After much gnashing of teeth, years of self-hatred, and a decade of near-constant fretting, I’ve figured out how to make reeds that work for me. Even still, some days, the weeds win. But now, I know that the miracle of creation vibrates from a pulsing bass note of the Creator and, therefore, so does the oboe reed. This means I can work towards improving whatever craft I may feel called to without the results comprising my value as a person because it doesn’t ultimately depend on me.
May we give ourselves grace as we live in the land of “already and not yet,” to see even the rumors of the Real as the miracle-gift they are.

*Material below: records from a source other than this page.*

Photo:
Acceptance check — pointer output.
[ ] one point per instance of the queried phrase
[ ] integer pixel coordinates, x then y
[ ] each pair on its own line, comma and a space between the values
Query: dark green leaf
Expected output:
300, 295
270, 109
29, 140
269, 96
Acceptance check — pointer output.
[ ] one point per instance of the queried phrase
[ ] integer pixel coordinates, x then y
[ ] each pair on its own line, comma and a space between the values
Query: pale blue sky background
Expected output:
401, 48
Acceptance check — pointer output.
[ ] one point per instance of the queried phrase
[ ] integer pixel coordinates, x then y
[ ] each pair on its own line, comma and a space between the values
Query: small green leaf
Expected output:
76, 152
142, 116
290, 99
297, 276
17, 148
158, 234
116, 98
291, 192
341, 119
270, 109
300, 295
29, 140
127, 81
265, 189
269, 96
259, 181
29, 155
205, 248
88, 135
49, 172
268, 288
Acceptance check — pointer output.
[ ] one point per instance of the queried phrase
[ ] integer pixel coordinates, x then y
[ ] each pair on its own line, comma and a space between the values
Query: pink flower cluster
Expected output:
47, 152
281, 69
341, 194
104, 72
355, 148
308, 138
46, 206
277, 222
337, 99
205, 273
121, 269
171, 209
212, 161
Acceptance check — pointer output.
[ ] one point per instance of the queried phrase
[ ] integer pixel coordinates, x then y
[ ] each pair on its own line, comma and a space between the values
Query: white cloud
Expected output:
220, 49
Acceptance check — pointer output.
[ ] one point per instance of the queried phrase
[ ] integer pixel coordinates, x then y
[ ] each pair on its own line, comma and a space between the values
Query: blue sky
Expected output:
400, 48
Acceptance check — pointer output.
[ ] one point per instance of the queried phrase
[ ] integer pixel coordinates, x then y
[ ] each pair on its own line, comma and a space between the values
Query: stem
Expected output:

Responding to the call of transcendence with every atom, we can trust that our surrendering work will, in the end, restore and not destroy us.
And as the Hebrew prophet Isaiah said of the Messiah—arguably the best news of perhaps any religious writing ever penned for the oboist—when we do stand before Jesus, we can trust that “a bruised reed he will not break.”2
Even when it is going well, I remember, if what Sarah Bessey felt is true—if all the wonder and miracles of human creation in this realm are only rumors of something Really Real—then the best reeds, the best ART, is yet to come. Until then, you can find me seeking transcendence at the reed desk.
Field Notes for the Wilderness, Sarah Bessey, pages 106-107. (This small story inspired Art is How God Loves Us, my new book.)
Isaiah 42:3
Wow! I’m happy I finally got around to reading this one. You address one of my struggles. I need to read Sarah’s book now. Thank you, friend. I’m blessed by you and your work.